Only after that do the people decide “eh, we don’t need these weapons anymore, let’s make them farming tools instead.” 

The hope of Advent is not that the world will suddenly decide ‘hey, let’s NOT do that.’ The hope of Advent is that God is taking human history in a particular direction – and the great end God has in mind is not endless war, destruction, dystopia. It’s peace. It’s humanity thriving. It’s a healed and whole planet. It’s every need met. 

Advent also reminds us that the Triune God’s interaction with humanity did not end when Jesus ascended into heaven – the great rescue plan is not yet finished. The story of God and humanity that began with creation in Genesis only ends with the redemption and re-creation of all things, and we live every day in that in-between. 

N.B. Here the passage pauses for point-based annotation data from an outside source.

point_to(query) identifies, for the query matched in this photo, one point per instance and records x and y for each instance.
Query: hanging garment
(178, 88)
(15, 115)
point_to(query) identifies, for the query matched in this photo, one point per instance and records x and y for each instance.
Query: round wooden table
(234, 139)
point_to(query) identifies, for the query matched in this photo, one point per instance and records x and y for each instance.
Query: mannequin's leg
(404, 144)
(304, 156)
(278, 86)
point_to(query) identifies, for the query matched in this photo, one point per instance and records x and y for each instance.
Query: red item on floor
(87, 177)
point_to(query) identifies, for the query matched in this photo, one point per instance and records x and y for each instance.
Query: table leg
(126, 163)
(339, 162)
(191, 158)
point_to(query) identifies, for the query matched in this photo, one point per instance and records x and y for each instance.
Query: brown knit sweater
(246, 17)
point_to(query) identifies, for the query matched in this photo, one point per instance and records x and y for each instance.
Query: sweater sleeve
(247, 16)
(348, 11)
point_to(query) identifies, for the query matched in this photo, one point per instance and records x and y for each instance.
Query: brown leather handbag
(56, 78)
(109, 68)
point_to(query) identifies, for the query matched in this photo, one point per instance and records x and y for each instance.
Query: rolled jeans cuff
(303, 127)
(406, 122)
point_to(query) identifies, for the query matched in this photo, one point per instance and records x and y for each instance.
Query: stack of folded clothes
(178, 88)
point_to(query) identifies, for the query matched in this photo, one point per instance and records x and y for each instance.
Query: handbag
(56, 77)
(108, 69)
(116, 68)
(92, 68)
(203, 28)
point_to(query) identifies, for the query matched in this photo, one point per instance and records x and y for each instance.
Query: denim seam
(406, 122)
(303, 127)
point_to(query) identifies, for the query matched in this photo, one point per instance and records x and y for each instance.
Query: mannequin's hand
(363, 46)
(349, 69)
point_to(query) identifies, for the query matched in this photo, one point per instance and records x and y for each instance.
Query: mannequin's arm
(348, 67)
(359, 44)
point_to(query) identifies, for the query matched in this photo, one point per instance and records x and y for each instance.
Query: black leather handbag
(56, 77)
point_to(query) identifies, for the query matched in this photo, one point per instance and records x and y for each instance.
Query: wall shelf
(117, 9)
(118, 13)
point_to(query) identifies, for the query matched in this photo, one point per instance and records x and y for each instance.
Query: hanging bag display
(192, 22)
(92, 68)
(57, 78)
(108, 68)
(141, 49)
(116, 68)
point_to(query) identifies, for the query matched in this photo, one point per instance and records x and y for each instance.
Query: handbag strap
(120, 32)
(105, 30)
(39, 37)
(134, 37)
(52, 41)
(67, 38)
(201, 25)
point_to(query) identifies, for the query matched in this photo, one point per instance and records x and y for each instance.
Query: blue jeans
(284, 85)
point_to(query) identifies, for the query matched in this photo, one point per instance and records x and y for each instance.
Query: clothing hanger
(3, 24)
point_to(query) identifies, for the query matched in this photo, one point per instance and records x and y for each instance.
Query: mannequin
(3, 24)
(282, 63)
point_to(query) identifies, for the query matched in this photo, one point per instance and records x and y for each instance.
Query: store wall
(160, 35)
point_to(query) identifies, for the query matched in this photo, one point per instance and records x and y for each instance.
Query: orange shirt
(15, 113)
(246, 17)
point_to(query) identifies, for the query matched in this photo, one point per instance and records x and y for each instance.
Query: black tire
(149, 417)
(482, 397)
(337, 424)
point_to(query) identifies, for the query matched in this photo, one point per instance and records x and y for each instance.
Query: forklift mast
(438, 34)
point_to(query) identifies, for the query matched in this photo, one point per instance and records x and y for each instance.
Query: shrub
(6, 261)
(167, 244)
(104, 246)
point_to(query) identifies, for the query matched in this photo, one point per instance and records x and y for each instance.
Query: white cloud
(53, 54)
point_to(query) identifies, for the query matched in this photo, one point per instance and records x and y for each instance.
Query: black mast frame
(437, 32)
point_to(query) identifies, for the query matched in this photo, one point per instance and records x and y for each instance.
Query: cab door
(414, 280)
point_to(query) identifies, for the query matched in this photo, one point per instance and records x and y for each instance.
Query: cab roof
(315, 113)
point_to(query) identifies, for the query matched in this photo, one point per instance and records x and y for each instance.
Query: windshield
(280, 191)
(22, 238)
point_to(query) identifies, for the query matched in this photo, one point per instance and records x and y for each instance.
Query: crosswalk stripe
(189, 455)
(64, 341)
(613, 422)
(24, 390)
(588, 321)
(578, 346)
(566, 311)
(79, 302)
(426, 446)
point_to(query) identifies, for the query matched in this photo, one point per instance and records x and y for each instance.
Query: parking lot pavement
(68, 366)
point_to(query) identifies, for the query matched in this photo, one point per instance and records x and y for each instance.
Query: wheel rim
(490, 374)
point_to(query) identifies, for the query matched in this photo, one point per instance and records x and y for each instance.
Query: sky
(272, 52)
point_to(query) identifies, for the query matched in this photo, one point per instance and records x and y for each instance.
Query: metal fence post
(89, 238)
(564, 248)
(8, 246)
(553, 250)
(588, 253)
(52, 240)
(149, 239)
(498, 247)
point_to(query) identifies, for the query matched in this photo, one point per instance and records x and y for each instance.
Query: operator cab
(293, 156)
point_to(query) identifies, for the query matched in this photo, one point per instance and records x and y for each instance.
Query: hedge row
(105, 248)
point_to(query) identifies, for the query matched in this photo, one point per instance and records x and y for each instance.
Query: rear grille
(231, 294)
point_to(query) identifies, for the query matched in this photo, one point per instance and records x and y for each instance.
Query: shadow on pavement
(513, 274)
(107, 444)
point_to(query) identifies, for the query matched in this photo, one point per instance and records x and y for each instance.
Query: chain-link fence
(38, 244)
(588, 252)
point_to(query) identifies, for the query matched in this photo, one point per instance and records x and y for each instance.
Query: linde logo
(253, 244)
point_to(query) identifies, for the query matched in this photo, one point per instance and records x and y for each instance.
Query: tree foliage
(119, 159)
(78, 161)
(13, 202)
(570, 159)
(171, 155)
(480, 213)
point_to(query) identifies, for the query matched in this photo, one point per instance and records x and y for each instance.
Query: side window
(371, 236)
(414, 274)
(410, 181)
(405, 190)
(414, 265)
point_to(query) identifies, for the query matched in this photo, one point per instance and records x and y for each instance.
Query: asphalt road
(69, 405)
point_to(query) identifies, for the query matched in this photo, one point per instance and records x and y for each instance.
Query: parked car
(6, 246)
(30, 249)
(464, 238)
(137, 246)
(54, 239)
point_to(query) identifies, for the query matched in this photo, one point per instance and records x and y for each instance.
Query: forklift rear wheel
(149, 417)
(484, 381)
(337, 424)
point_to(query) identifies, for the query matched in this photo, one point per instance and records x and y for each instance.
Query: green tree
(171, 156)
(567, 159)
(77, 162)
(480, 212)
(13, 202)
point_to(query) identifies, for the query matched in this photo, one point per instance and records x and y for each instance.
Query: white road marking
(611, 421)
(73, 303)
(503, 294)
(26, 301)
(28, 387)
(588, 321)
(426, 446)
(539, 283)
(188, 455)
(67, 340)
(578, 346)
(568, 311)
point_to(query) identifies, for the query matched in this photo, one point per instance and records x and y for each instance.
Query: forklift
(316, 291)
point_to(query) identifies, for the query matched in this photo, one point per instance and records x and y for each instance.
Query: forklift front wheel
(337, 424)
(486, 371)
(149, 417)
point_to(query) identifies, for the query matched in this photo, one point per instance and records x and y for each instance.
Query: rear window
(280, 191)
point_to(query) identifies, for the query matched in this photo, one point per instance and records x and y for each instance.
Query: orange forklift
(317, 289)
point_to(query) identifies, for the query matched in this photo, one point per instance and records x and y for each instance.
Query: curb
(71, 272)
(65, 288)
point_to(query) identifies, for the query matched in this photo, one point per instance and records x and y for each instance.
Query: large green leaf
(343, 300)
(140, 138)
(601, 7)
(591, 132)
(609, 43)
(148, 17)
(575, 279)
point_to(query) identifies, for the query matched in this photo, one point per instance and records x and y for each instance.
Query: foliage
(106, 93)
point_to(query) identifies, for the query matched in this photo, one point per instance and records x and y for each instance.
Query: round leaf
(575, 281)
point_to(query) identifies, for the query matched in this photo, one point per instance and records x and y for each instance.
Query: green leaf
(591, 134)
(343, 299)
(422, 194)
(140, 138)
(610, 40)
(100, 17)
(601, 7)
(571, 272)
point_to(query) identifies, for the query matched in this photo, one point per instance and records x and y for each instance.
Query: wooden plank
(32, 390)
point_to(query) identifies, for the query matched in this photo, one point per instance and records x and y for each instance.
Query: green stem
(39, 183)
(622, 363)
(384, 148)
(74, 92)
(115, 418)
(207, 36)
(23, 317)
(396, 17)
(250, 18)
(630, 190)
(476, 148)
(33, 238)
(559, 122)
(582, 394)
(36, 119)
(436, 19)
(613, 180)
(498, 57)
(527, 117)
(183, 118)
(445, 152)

Rev. Dr. John Burgess, a Presbyterian pastor and theologian, says it this way:

“To live between the times is, above all, to trust and hope that God has begun, and will continue, to transform us more and more into the stature of Christ, in whom all of God’s mercy and loving-kindness becomes manifest. Advent calls us into a continuing history of relationship with the Christ who meets us whichever way we turn, whether toward the past, the present, or the future. …Living between the times, we give thanks to God for the Christ child, even as we plead with God to realize, once and for all, the kingdom that Jesus declared to be at hand.”[1]

In the gospels, Jesus consistently warns his disciples away from being too focused on his return and neglecting their life and living and calling in the meanwhile. Rather than have them spend all their time sitting around, staring at the sky, waiting for him to return, he gives his them a mission. 

And two thousand years later, with the help of the Holy Spirit, we continue that mission until Christ comes again –to love God and love our neighbors with all that we are, all that we have, and all that we do. 

One of my favorite Advent and Christmas poems comes from theologian and writer Howard Thurman. It embodies the hope we embrace in this season, that brings us light and life all year round. 

It’s called ‘Candles for Christmas.’

I Will Light Candles This Christmas
Candles of joy despite all sadness, 
Candles of hope where despair keeps watch, 
Candles of courage for fears ever present, 
Candles of peace for tempest-tossed days, 
Candles of graces to ease heavy burdens, 
Candles of love to inspire all my living, 
Candles that will burn all the year long.[2]


[1] Bartlett, David L.; Taylor, Barbara Brown. Feasting on the Word: Year A, Volume 1: Advent through Transfiguration (Feasting on the Word: Year A volume) (p. 58). (Function). Kindle Edition.

[2] Thurman, Howard. Meditations of the Heart (p. 113). Kindle Edition.